One of the central hypotheses of neuroscience is that memories are stored in the brain through modifications of synaptic connectivity. This synaptic plasticity has been studied extensively in vitro, and these experiments have led to the formalization of mathematical rules that describe how specific patterns of pre- and post-synaptic activity lead to changes in synaptic strength. However, the vast majority of these experimental studies have been performed in conditions that are far from physiological. In particular, calcium is known to be critical for the induction of synaptic plasticity in many preparations, but the extracellular calcium concentration used in most studies is significantly higher than the experimentally measured concentration in vivo.
The goal of the present collaborative project is to understand the rules of synaptic plasticity under physiological conditions in two major brain structures, the hippocampus and the cerebellum. It groups together a theoretical team (Brunel) with expertise in synaptic plasticity models, and two experimental teams with expertise in hippocampal plasticity (Debanne) and cerebellar plasticity (Barbour). The theoretical team has recently discovered that in a calcium-based model of synaptic plasticity, lowering the extracellular calcium concentration drastically changes the standard plasticity rules that have been widely assumed. Preliminary experiments performed by both the Debanne and Barbour teams have confirmed that plasticity is reduced, or even completely abolished, in protocols that induce plasticity at higher calcium levels. This project will investigate further plasticity rules under conditions that are far closer to in vivo conditions than traditional in vitro studies, through a tight collaboration among the three labs. In particular, the collaborators will investigate whether neuromodulation and/or realistic patterns of activity can rescue plasticity that they found to be absent at physiological calcium levels. They aim to produce minimal biophysical models of synaptic plasticity that will fit the recorded data, and explain how plasticity is determined by a few key biophysical variables: extracellular calcium concentration, nitric oxide, and neuromodulators.

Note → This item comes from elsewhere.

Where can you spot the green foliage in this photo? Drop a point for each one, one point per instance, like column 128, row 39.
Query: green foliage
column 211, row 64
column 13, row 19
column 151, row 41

Such a mathematical description of plasticity rules under physiological conditions will serve both the theoretical community, by enabling efficient simulation and analytical calculation, and experimental research, by offering insight into key mechanisms of plasticity.
This project will contribute to scientific exchanges between the US and France. Joint workshops will be held in both countries and their participants will contribute to a tutorial-based Masters course combining theoretical and experimental study of research problems in neuroscience. A companion project is being funded by the French National Research Agency (ANR).